La littérature entretient avec le réel un rapport ambigu. Par temps de crise, sentant sous nos pieds le sol qui tremble, devant la lacération, la fragmentation, deux choix s’offrent à nous : continuer la petite entreprise littéraire, ou  interroger, inquiéter le réel, le pulvériser.

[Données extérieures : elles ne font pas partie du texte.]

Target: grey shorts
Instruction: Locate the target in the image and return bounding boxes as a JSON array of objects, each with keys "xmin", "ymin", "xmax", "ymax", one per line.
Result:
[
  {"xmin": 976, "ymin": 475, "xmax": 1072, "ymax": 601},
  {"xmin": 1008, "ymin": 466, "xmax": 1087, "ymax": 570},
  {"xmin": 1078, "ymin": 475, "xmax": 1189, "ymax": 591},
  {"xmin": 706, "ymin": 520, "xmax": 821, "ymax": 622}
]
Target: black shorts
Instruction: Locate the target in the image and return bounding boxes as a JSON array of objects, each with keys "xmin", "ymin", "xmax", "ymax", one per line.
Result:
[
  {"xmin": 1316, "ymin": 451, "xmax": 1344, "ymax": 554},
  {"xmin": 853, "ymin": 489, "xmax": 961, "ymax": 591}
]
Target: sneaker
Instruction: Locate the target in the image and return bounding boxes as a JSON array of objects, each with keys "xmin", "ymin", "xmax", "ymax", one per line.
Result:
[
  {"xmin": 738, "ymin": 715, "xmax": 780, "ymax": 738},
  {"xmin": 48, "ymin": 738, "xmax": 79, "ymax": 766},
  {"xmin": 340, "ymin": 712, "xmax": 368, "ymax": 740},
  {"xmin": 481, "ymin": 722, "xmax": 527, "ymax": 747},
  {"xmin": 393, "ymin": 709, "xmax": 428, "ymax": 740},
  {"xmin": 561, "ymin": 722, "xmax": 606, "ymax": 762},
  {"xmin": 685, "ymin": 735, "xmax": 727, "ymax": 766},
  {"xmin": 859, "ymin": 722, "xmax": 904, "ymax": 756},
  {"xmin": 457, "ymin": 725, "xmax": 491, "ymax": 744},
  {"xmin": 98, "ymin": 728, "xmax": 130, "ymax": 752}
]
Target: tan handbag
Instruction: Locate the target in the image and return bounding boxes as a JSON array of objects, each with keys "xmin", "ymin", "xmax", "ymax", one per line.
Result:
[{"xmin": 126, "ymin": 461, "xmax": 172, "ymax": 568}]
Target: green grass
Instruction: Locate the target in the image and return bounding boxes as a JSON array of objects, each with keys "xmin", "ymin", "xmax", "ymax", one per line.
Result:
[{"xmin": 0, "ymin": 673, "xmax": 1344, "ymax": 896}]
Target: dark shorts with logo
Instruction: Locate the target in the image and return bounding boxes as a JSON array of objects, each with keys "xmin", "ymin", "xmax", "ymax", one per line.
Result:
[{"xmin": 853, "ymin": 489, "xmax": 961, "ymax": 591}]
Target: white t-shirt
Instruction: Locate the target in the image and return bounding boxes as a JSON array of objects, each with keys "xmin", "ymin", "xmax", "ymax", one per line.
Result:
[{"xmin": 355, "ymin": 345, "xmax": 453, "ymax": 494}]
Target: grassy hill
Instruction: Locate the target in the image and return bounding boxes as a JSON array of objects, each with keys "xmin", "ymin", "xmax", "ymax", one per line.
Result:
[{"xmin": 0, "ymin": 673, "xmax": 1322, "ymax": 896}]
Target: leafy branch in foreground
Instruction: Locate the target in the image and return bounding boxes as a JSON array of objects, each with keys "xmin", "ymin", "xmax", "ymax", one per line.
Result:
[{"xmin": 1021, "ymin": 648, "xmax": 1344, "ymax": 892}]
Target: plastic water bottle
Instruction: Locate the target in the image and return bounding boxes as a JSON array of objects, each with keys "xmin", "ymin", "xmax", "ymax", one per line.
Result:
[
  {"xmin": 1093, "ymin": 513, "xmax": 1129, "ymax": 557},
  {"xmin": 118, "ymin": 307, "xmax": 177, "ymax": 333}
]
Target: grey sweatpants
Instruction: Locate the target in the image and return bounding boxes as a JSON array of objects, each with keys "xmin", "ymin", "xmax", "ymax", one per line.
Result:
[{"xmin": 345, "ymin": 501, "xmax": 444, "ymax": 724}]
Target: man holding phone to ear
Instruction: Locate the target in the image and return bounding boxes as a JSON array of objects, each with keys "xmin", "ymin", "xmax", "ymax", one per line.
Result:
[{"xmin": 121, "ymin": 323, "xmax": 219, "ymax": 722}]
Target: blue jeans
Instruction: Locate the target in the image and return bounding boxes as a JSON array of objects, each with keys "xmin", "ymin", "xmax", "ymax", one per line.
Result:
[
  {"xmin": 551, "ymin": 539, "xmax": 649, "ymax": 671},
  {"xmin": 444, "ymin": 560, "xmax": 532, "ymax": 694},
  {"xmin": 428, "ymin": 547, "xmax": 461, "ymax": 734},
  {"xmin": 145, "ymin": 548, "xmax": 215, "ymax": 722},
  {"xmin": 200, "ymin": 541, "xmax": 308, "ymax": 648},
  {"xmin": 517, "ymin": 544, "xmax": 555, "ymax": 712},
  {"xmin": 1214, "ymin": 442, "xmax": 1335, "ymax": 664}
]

Cette semaine, nous avons invité autrices et auteurs à faire ce second choix.


Tandis que gronde la menace de la peste brune, Missak Manouchian, Rino Della Negra, Tina Modotti, Roberto Bolaño, René Char et toute une galerie de poètes-guerriers défilent au rythme d’une danse macabre et exorcisent le mal tout en nous enjoignant à nous « armer de courage en lisant le nom des Troyens tombés au combat ». Un texte vertigineux signé Giovanni di Benedetto.

Poetas troyanos

Ya nada de lo que podía ser vuestro

Existe 

(Roberto Bolaño, 

« Entre las moscas »,

Poesía reunida)

J’ai rêvé que j’étais convoqué dans la salle d’attente de l’Enfer.

J’ai vu Missak Manouchian, Spartaco Fontanot et Rino Della Negra jouer au football avec une grenade, j’ai vu Manouchian dribbler les soldats nazis et arriver jusqu’aux frontières de la surface de réparation, j’ai vu la surface de réparation avoir les frontières de la Zone Occupée, j’ai vu le gardien succomber sous les frappes et les coups francs de Manouchian, j’ai vu Rino Della Negra s’élever jusqu’au ciel, jusqu’au Paradis, jusqu’aux frontières les plus perdues de l’univers et, de là-haut, frapper avec violence le ballon-grenade, j’ai vu le ballon-grenade rentrer dans la cage et exploser, j’ai vu que la cage était le siège du Parti National Fasciste de la rue Sédillot, j’ai vu les débris du siège du Parti National Fasciste se transformer en rats, j’ai vu les rats s’enfuir dans les égouts de Paris, j’ai vu les égouts de Paris prendre la forme des veines qui traversaient le corps malade de l’Europe, j’ai vu les rats sortir des veines malades de l’Europe et mordre nos cœurs malades, j’ai vu la peste, j’ai vu Missak Manouchian, Spartaco Fontanot et Rino Della Negra revenir sur la terre avec toute l’équipe de l’Étoile Rouge, j’ai vu les joueurs se rassembler autour du capitaine, le gardien Nikolaï Trusevich, pour s’armer de courage, j’ai vu que le maillot de Nikolaï Trusevich était bien rouge mais que le rouge du maillot était le rouge de son sang qui continuait à déborder des trous des balles qu’avaient tirées les officiers allemands de la Flaklef le 23 février 1943 près de Babi Yar pour se venger de leur défaite contre le FC Start de Kiev, j’ai vu Nikolaï Trusevich s’enflammer et devenir feu en criant « Krasny Sport Ne Umriot », « le sport rouge ne mourra jamais », j’ai vu le feu dévaster la terre et avaler le mal comme s’il était avalé par un trou noir ou par le trou du cul de Dieu.

J’ai vu Marcel Proust revenir du camp de concentration de Buchenwald pour me dire de brûler le temps perdu avant de s’endormir dans son cercueil en attendant le baiser de sa mère.

J’ai vu Lev Davidovitch Trotzky transpirer des litres de mezcal rance par chacun des pores de sa peau alors qu’il lisait dans la Pravda la nouvelle de la dissolution de l’URSS et que Mikhail Gorbatchev mangeait un double cheeseburger en faisant un V de la main en signe de victoire pour les télévisions du monde entier.

J’ai vu Boris Eltsine danser le cancan sur le tombeau de Vladimir Maïakovski avant de se faire buter par Sergueï Essenine qui lui crachait au visage les mots que Maïakovski avait composés pour lui à sa mort.

J’ai vu Thomas Mann se faire sauter la cervelle en jouant à la roulette russe avec son fils Klaus.

J’ai vu Robert Brasillach revenir de l’échafaud pour demander la grâce et René Char lui dire d’aller en enfer avant de le buter et l’envoyer pour de vrai en enfer.

J’ai vu Frida Kahlo, Tina Modotti et Sophie Podolski vendre leurs organes en échange d’armes dans le désert du Sonora avec Arthur Rimbaud dans le but préparer la révolution, mais j’ai vu que la révolution n’arriverait jamais et qu’ainsi il ne resterait plus rien de leurs corps.

J’ai vu Danilo Kiš écrire l’Encyclopédie des morts

J’ai lu nos noms inscrits dans les pages de l’Encyclopédie des morts.

J’ai vu Roberto Bolaño nous dire de s’armer de courage en lisant les noms des Troyens tombés au combat alors qu’ils se battaient pour la Beauté.